On our weekend visits, he'd let my sisters and me (aged 12, 10 and 8) stay up and watch the late-night horror films and ghost stories on television - just as he allowed us all the fizzy pop and Mr Kipling cakes and sherbet dib-dabs we wanted.
In his house there were no rules and everything he offered we took. It was not done to spoil us, but to punish our mother. We were petrified of the films, yet could not resist them. It was hard to see why so many treats made us so unhappy.
In that house I heard ghostly footsteps up and down the stairs all night. In the morning, I lay and listened to the voices hissing through the heating system. I thought these were supernatural terrors, but I know now they were simply a means of calibrating my adolescent unease. Once I stared at a plastic horse on my bedroom mantelpiece and it fell over. Teenagers can make their unhappiness tangible if they try hard.
But, unlike Carrie, I grew up and got happy. It wasn't until I was 25 that I really saw a ghost. Sleeping alone in a girlfriend's south London flat (again, middle of winter), I woke in the night to see a small boy walking into the room.
Well, I barely saw him. What I saw was a short, wretched, formless human being whom I somehow perceived to be male, who entered the room and - apparently, as shocked as I was - drew back. I reached for the light. He had gone, but the air throbbed with his recent presence. I trembled for 10 minutes and slept all night with LBC on.
How do I know it wasn't a dream? I just do. I know what it's like when a dream wakes you and this was not it. This happened on the outside of me - which made it both easier and more difficult to deal with. I never told the friend. Not everyone wantsto live in a haunted house.
And now in the shadowy, tangerine-scented kitchen at one in the morning, Carla goes on with her story.
"So what's your ghost, then?" Gus lays his arm along the back of her chair. "Some hunk with his head under his arm?"
"Not at all." She does not look at him and I'm smugly glad to see she has his number. "It's a smell and a sound and a face."
These words inexplicably frighten me. Childish fears flood back. I look around the table. Everyone's waiting. Someone chuckles. "A smell?"
"Yes," she says, "A beautiful scent, rather like lilies, just wafting past now and again."

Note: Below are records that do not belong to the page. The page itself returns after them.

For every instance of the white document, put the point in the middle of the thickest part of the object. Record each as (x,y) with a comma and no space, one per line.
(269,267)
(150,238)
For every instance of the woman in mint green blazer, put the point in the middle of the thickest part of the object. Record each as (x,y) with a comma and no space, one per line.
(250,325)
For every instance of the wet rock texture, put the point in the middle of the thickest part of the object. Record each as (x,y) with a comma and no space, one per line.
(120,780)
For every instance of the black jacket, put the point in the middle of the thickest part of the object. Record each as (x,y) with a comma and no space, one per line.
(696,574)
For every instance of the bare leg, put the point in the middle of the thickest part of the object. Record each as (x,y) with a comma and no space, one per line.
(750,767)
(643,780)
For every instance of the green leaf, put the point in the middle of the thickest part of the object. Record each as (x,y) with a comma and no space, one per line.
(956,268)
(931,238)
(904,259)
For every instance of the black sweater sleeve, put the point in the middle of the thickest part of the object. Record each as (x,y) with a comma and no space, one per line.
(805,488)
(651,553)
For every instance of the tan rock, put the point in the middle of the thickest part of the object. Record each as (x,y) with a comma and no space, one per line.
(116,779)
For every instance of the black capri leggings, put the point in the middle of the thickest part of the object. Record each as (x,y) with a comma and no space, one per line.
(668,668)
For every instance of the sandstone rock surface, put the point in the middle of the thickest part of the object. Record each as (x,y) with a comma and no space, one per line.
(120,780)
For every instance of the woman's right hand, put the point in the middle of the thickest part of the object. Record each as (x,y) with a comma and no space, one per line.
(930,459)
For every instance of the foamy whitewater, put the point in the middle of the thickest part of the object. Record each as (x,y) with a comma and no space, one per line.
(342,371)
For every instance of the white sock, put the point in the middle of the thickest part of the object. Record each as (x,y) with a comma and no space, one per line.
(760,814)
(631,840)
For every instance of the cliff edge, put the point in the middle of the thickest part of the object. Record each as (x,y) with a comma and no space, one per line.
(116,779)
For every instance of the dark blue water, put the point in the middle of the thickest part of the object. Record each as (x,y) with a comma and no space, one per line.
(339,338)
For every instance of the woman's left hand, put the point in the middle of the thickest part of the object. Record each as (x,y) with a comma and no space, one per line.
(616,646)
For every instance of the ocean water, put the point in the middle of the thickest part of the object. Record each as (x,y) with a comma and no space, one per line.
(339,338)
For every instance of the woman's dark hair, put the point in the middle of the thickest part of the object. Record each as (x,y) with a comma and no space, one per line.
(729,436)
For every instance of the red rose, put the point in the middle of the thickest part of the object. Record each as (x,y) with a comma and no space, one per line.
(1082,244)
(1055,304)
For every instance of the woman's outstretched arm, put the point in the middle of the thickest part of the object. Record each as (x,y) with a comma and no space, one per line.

You'd think that would get a laugh, but it doesn't.
"And the sound?" someone asks.
"Little children." Carla holds her cigarette gently as if it were itself an exotic bloom. "Somewhere within the walls of the house. Kids laughing and playing, shouting - but always happy."
My hands are cold as ice. I can't say it, I can't ask it. But someone else does.
"And the face?"
She stubs out her cigarette, picks up her wine glass and swirls it. The liquid momentarily flushes the bulb red.
"Mine," she says. "At dusk, before I close the curtains, I see it pressing right up against the glass. Me. My own face just staring in at me."
Gus explodes - he thinks he has her now, "Your reflection!"
She gives him a pitying look. "No," is all she says.
And no one utters a word. Not even Gus. We're all staring at Carla's face. The fridge gives a little shudder. A long way away, someone coughs. More coffee is offered, but this party's over.